Perjalanan: Gunung Argopuro, 3088 mdpl (Part 1)

Dear, my good readers. Kali ini aku akan bercerita soal perjalananku mengunjungi Gunung Argopuro. Ya, gunung ini memang dikenal memiliki jalur terpanjang se-Jawa. Bukan hal yang mudah bagiku untuk melakukan perjalanan ini. Padahal biasanya gunung didaki hanya dalam waktu 3 hari bahkan ada yang hanya satu hari. Coba bayangkan bagaimana perjalanan ini menjadi suatu pengalaman baru bagiku dengan label “jalur terpanjang”  yang sempat membuatku ingin mundur dari rencana perjalanan ini. Perjalananku dimulai sejak hari itu…

Rabu, 29 Juli 2015.
Tepat pukul 05.00 kami, rombongan pendaki yang akan mengunjungi Gunung Argopuro sudah berada di stasiun Purwokerto. Ya, kami berangkat dari Purwokerto menggunakan kereta api Logawa pukul 05.30 dan sampai di Proboliggo sekitar pukul 6 sore. Anggota kami berjumlah 9 orang, 7 dari Purwokerto dan 2 menyusul dari Jogja. Tak ada yang luar biasa di sini, hanya saja aku sudah mampu memantapkan hati untuk melakukan perjalanan ini. Walaupun sebelumnya aku sempat ragu apakah aku bisa atau tidak.

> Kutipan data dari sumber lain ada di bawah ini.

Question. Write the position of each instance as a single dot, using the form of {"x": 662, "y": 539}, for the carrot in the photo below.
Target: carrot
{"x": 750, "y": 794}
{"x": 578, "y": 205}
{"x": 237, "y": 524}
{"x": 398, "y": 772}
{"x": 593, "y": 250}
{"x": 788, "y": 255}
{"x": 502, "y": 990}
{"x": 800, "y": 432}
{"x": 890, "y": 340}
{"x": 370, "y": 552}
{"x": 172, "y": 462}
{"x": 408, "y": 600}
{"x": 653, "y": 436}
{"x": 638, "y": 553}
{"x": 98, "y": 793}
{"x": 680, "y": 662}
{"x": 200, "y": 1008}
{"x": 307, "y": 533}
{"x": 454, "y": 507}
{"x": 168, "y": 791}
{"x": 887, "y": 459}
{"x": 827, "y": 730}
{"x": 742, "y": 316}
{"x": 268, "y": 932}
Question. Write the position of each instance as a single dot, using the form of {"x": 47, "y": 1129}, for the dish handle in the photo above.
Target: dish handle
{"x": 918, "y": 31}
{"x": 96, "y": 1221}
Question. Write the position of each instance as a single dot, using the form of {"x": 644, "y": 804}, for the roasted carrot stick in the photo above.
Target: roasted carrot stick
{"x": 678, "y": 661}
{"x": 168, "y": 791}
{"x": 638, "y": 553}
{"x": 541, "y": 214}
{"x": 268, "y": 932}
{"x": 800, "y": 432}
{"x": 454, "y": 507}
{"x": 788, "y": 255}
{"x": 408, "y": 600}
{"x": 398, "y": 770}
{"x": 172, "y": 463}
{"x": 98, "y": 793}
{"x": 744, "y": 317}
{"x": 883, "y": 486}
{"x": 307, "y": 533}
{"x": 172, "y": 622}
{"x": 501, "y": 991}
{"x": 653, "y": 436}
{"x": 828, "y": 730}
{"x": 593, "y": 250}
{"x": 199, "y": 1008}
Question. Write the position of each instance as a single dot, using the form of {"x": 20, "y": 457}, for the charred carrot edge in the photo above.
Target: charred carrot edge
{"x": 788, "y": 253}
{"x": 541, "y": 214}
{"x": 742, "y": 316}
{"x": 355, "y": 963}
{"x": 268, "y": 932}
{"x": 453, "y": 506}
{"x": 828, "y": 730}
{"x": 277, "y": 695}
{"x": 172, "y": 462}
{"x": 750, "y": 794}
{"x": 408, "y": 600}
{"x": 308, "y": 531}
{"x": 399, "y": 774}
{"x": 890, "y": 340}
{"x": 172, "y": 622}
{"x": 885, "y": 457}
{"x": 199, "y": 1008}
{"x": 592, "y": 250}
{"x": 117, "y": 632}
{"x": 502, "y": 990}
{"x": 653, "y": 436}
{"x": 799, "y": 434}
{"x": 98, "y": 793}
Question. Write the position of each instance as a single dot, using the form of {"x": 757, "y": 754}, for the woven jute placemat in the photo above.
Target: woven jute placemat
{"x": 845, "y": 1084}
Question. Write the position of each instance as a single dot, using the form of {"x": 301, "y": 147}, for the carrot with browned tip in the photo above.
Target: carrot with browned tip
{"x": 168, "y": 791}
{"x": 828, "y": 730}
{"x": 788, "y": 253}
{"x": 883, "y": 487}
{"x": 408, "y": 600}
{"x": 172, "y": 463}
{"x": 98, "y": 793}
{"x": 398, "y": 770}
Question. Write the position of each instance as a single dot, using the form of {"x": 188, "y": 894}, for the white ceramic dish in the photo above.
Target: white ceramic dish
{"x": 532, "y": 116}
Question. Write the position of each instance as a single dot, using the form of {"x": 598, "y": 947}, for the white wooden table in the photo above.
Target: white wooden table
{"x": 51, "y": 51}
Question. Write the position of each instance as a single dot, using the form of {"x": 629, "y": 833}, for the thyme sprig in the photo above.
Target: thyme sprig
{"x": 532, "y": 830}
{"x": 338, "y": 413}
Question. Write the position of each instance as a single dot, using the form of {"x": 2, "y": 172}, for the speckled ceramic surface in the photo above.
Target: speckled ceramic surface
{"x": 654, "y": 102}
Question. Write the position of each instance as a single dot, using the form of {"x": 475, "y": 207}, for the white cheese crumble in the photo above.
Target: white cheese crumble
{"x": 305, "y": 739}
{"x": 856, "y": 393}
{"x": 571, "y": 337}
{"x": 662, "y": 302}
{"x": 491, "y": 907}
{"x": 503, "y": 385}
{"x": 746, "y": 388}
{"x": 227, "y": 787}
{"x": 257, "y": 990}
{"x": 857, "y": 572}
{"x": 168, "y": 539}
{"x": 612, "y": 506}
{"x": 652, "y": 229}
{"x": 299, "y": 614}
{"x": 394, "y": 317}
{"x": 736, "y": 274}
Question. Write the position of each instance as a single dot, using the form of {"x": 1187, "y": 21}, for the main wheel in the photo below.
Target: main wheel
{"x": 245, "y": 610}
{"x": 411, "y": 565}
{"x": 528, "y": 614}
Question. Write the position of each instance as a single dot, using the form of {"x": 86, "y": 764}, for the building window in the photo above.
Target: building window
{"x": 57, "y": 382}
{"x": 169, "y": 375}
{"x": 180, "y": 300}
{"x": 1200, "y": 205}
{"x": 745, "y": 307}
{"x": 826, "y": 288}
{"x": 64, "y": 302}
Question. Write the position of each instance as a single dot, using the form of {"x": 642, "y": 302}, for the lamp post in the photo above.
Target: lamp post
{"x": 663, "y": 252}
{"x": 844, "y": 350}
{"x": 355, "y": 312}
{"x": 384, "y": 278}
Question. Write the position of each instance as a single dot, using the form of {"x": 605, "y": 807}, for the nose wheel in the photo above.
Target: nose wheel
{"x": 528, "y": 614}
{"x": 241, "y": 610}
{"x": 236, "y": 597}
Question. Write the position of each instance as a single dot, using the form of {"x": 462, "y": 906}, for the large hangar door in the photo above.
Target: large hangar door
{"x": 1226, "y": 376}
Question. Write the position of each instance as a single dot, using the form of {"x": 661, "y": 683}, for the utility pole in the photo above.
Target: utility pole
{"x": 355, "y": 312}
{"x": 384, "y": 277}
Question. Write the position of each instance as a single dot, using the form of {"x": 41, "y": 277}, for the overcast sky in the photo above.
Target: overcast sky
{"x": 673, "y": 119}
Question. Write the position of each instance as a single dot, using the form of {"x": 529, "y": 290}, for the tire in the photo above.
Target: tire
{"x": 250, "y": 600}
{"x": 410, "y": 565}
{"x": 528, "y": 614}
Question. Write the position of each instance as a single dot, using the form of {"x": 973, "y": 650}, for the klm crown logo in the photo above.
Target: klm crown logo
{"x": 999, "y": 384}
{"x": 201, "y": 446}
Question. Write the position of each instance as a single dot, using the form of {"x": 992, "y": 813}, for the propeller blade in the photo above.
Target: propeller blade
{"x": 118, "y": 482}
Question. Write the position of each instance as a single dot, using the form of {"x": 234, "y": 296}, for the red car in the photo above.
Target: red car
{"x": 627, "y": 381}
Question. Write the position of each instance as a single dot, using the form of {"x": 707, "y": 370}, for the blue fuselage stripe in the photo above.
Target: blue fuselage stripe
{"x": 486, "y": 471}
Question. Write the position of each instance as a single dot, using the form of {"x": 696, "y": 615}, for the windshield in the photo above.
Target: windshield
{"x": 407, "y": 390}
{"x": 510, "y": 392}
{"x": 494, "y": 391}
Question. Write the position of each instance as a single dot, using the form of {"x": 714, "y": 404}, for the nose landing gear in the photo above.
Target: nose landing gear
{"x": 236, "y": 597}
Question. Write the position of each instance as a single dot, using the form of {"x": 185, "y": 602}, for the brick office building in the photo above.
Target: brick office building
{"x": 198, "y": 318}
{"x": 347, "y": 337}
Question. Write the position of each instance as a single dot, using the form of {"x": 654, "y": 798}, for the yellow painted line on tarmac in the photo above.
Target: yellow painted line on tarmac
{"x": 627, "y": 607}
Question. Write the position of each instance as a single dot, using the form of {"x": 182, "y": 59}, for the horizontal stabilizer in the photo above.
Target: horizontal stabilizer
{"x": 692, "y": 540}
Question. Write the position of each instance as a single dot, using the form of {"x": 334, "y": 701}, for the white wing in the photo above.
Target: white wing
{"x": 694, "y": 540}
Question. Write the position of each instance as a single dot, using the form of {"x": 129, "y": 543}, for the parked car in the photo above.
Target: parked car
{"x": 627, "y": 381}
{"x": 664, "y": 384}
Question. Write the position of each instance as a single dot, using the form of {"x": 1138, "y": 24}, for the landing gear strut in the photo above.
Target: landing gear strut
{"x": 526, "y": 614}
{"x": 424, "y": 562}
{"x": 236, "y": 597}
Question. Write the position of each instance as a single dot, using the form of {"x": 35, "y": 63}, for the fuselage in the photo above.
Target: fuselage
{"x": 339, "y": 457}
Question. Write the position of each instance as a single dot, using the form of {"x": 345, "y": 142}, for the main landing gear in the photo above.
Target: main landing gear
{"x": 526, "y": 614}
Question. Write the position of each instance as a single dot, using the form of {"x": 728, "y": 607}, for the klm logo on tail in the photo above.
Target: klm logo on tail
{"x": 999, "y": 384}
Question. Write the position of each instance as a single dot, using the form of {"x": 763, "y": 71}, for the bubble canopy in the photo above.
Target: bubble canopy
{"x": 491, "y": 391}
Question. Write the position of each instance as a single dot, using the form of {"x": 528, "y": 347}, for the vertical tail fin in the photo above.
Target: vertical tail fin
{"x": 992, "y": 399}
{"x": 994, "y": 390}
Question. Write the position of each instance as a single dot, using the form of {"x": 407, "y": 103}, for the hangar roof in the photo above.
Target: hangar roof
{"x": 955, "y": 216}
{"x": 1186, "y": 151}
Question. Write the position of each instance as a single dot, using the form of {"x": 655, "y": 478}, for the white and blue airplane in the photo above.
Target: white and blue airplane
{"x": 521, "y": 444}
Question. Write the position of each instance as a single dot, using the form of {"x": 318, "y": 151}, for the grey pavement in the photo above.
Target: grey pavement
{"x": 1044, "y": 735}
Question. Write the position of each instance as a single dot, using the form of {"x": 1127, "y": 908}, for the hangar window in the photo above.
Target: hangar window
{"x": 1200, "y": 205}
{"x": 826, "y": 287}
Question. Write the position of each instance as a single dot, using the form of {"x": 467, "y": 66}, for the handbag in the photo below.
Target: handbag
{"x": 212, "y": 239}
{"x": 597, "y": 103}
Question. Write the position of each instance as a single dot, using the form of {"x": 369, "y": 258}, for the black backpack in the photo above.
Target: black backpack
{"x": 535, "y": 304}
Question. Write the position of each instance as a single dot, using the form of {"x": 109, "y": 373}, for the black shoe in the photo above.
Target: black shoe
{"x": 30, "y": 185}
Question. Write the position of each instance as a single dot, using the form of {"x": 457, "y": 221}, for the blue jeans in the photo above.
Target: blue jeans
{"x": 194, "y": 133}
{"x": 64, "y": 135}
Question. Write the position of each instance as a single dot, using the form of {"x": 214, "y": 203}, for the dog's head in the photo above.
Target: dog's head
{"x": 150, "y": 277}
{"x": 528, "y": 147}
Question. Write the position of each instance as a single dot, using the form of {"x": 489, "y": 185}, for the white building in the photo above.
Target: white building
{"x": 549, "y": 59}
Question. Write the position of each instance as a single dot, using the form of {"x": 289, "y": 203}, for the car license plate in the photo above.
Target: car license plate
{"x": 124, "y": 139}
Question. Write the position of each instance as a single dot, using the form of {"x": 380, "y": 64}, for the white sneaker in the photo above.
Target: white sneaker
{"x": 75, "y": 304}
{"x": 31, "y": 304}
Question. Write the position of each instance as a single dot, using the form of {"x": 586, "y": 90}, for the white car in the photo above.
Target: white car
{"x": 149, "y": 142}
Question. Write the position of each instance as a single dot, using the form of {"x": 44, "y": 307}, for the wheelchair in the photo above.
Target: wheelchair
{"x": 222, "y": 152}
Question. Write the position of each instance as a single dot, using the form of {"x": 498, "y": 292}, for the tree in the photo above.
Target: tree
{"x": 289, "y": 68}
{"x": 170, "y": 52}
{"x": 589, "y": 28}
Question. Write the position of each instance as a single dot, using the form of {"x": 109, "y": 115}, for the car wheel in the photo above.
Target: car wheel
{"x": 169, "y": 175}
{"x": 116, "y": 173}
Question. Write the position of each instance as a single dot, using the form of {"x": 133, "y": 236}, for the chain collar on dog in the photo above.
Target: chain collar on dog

Selanjutnya perlu kuceritakan bagaimana aktivitas kami di dalam kereta selama perjalnaan menuju Probolinggo. Aktivitas kami tak jauh dari tidur, melihat pemandangan, mengobrol, main hape, dan seterusnya.

Suasana di kereta

Kami sampai di stasiun Probolinggo lewat dari jadwal yang telah ditentukan, kemudian kami menaiki angkutan kota ke terminal Probolinggo. Di terminal kami menyempatkan diri untuk ishoma sembari menunggu bus yang akna mengantarkan kami ke Besuki datang. Perjalanan dari terminal Probolinggo ke Besuki kurang lebih 2 jam, tapi kami yang cukup kelelahan dan kebosanan di kereta lebih memilih untuk tidur.

Sampai di alun-alun Besuki, banyak yang menawarkan kami untuk diantar ke basecamp Baderan, namun kami memilih untuk bermalam di Masjid dekat pasar Seninan. Fyi, jalan dari alun-alun Besuki menuju masjid tersebut bisa dibilang lumayan. Maka, pukul 10 malam itu kami berjalan hingga ke masjid dan beristirahat di sana.

Istirahat di masjid seninan

Kamis, 30 Juli 2015.
Terbangun di masjid tentu kami tak melewatkan sholat subuh berjamaah. Setelah itu kamis bersiap-siap, bongkar packing, dan sebagainya. Tepat pukul 6 pagi kami berangkat dengan mobil angkutan warga. Awalnya aku berpikir bahwa mobil ini akan mengantar kami langsung ke basecamp Baderan, tapi ternyata pak supir tetap membiarkan penumpang yang akan ke pasar naik. Pada akhirnya kami seperti naik angkutan umum biasa.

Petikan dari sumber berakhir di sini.